Sunshine Heart, a global medical device company focused on developing technologies to address heart failure, recently announced a significant update to the company’s next-generation, completely implantable version of flagship C-Pulse® technology, noting that it will start a first-in-human project utilizing the new transcutaneous energy transmission (TET) system and a new smaller implantable pump in the third quarter of 2016. The company believes that these new initiatives will lead to improved heart failure prevention in patients outfitted with the technology.
The study will begin enrolling patients at hospitals outside the United States and will be focused on patients who suffer from advanced Class III/IV heart failure, which is very similar to the patient population of Sunshine Heart’s current ongoing COUNTER HF™ Study. The safety, feasibility of implant, and short term durability will be the main endpoints evaluated in the study. Both efficacy and performance data will be gathered to assess patient quality of life, absence of heart failure symptoms and other standard heart failure measures such as the ability to bridge to other therapies.
William Cohn from the Texas Heart Institute, a researcher highly committed to the advancement of Sunshine Heart’s new program, will lead the study, commenting: “the development of a completely implantable circulatory assist device that obviates the need for a driveline will be an important milestone in the evolution of heart failure therapies.
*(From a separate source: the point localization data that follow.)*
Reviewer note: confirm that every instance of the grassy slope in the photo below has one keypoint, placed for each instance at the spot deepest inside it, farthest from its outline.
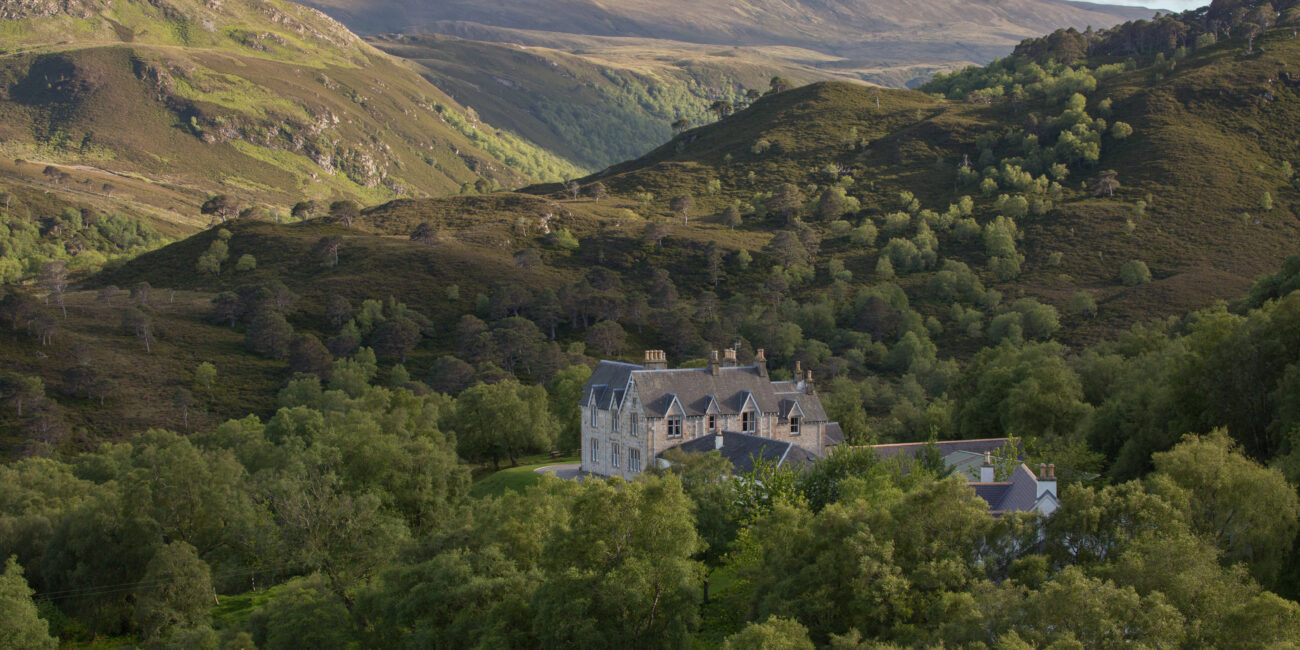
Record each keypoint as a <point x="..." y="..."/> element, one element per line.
<point x="934" y="30"/>
<point x="268" y="100"/>
<point x="1204" y="151"/>
<point x="1191" y="237"/>
<point x="596" y="108"/>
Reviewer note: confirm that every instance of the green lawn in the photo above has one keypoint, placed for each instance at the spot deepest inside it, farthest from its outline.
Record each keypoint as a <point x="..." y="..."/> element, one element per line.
<point x="494" y="484"/>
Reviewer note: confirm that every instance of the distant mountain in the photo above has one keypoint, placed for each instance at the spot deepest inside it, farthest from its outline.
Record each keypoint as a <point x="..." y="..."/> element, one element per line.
<point x="856" y="30"/>
<point x="601" y="82"/>
<point x="263" y="99"/>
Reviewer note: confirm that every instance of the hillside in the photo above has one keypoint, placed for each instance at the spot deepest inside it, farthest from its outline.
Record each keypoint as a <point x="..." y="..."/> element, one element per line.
<point x="606" y="104"/>
<point x="261" y="99"/>
<point x="1204" y="150"/>
<point x="826" y="228"/>
<point x="943" y="30"/>
<point x="602" y="83"/>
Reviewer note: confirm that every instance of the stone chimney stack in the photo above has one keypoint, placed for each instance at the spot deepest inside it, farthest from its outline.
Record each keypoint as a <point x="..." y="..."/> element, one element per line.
<point x="729" y="358"/>
<point x="655" y="360"/>
<point x="1047" y="480"/>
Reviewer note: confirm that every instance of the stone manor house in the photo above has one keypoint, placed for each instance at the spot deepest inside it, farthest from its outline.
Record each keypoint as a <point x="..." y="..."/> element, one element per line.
<point x="632" y="414"/>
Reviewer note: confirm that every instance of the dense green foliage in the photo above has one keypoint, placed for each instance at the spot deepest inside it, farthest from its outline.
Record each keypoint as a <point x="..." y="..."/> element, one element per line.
<point x="313" y="397"/>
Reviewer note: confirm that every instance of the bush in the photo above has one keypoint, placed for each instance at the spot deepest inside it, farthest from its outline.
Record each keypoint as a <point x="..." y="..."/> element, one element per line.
<point x="863" y="235"/>
<point x="563" y="239"/>
<point x="1134" y="273"/>
<point x="1083" y="304"/>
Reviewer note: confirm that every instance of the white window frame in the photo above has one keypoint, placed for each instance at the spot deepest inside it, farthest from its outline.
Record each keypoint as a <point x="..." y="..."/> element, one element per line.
<point x="674" y="421"/>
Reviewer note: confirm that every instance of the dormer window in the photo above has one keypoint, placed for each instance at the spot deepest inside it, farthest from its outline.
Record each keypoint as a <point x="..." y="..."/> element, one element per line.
<point x="675" y="427"/>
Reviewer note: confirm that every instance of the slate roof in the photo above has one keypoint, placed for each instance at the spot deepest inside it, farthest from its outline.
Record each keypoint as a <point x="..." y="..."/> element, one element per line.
<point x="694" y="388"/>
<point x="606" y="384"/>
<point x="833" y="433"/>
<point x="945" y="447"/>
<point x="741" y="449"/>
<point x="1017" y="494"/>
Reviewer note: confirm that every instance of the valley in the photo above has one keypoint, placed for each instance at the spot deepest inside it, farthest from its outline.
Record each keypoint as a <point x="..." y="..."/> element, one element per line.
<point x="290" y="317"/>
The system will also be non-blood contacting and non-obligatory and may prove to be a real game changer for patients with intermediate stage heart failure.”
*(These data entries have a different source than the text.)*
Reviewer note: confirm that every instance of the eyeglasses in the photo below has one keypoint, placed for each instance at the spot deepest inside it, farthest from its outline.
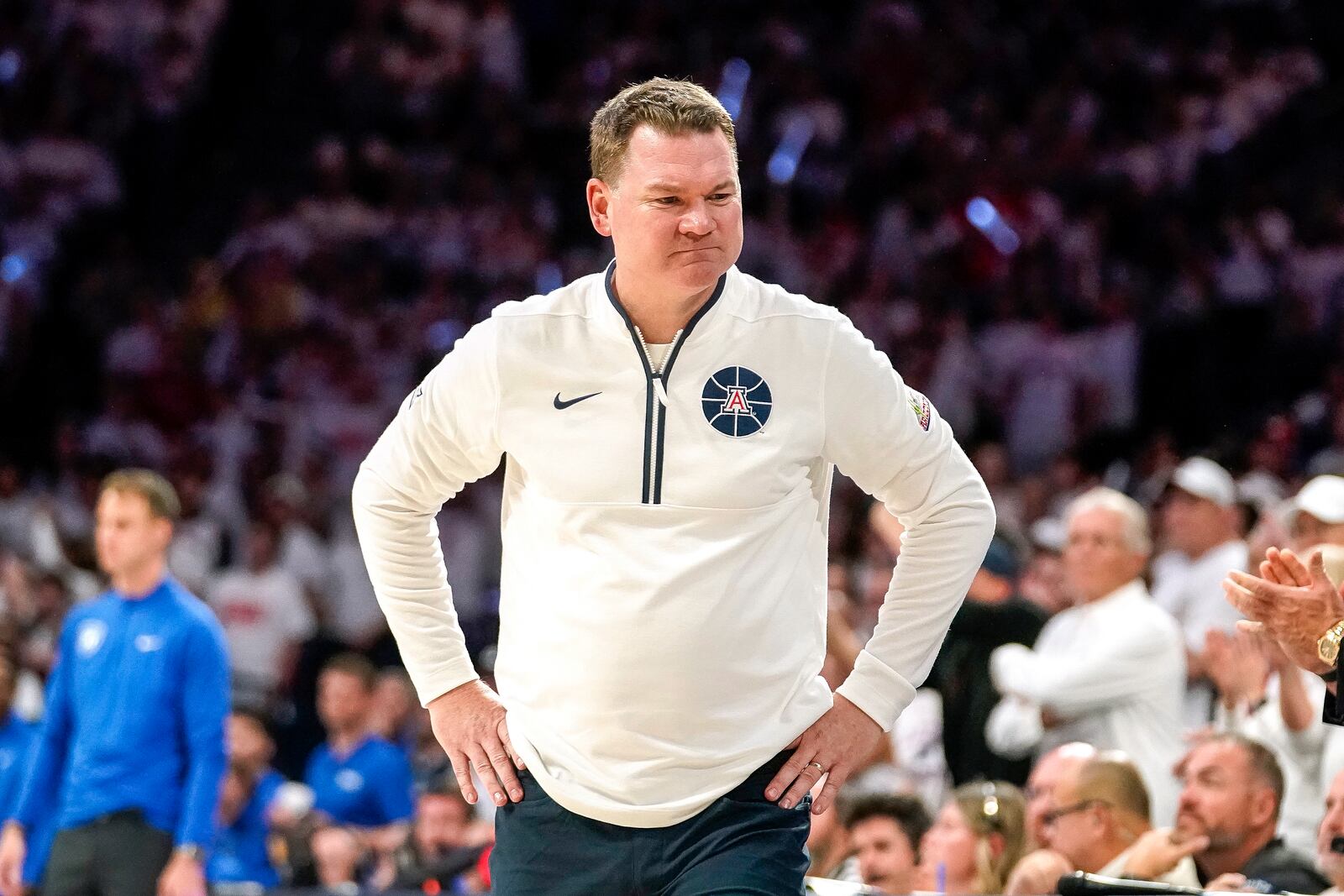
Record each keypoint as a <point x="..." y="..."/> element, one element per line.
<point x="1055" y="815"/>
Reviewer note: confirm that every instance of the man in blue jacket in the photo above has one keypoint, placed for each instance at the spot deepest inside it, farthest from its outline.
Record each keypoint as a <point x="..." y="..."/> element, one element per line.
<point x="132" y="748"/>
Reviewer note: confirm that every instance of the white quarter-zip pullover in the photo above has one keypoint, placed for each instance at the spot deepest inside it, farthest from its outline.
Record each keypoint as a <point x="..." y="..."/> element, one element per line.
<point x="664" y="526"/>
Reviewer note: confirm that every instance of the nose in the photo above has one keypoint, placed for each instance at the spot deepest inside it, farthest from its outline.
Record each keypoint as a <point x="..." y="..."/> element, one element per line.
<point x="696" y="221"/>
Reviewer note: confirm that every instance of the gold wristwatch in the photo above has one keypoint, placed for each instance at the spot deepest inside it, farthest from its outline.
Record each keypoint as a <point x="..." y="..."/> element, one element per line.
<point x="1328" y="647"/>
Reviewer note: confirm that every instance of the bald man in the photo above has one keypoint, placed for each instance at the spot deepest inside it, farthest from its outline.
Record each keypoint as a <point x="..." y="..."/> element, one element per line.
<point x="1041" y="786"/>
<point x="1102" y="810"/>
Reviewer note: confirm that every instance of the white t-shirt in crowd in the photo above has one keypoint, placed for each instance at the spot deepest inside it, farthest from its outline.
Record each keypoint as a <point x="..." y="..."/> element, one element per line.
<point x="1193" y="593"/>
<point x="262" y="614"/>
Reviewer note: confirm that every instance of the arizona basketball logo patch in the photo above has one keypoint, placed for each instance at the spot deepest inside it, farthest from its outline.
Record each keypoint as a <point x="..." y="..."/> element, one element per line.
<point x="920" y="405"/>
<point x="737" y="402"/>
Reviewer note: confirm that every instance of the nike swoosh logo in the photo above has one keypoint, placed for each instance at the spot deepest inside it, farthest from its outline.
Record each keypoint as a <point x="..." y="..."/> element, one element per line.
<point x="561" y="406"/>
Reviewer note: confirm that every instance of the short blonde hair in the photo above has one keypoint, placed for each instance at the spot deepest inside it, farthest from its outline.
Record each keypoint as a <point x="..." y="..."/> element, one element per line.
<point x="994" y="808"/>
<point x="667" y="107"/>
<point x="1133" y="517"/>
<point x="155" y="490"/>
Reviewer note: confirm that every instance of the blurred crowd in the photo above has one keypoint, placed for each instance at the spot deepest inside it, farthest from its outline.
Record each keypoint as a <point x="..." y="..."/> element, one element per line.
<point x="1102" y="239"/>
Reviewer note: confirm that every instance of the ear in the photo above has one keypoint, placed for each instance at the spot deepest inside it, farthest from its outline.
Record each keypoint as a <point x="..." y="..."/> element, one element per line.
<point x="600" y="203"/>
<point x="163" y="531"/>
<point x="1263" y="808"/>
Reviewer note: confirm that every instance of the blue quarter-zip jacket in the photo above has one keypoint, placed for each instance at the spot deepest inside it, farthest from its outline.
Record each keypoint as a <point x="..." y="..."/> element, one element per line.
<point x="136" y="710"/>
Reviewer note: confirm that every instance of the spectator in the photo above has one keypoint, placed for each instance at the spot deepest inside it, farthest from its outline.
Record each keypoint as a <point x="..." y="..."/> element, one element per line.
<point x="885" y="833"/>
<point x="1328" y="859"/>
<point x="1229" y="810"/>
<point x="1102" y="812"/>
<point x="1200" y="521"/>
<point x="360" y="779"/>
<point x="974" y="841"/>
<point x="443" y="846"/>
<point x="18" y="741"/>
<point x="1272" y="701"/>
<point x="992" y="616"/>
<point x="239" y="851"/>
<point x="1041" y="788"/>
<point x="1109" y="671"/>
<point x="1316" y="515"/>
<point x="265" y="617"/>
<point x="132" y="766"/>
<point x="828" y="848"/>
The company’s fully implantable system could eliminate the need to manage a driveline, which can lead to the risk of site infections. The system could substantially improve the quality of life of patients at risk for heart failure and, as the company believes, increase market access to responding to the medical needs of all Class III HF patients, just like CRM and neuromodulation devices. Furthermore, the unique ability for Sunshine Heart to deliver chronic counter pulsation therapy and increase coronary blood flow through the C-Pulse® technology may offer a new market opportunity to treat angina and ischemic heart disease, where mortality and morbidity remain high in heart failure populations with reduced and preserved ejection fraction.
The benefits of counter pulsation and C-pulse on the pulmonary circulation and the high prevalence of pulmonary hypertension in the latter population might also provide for a therapeutic opportunity with a fully implantable system as well.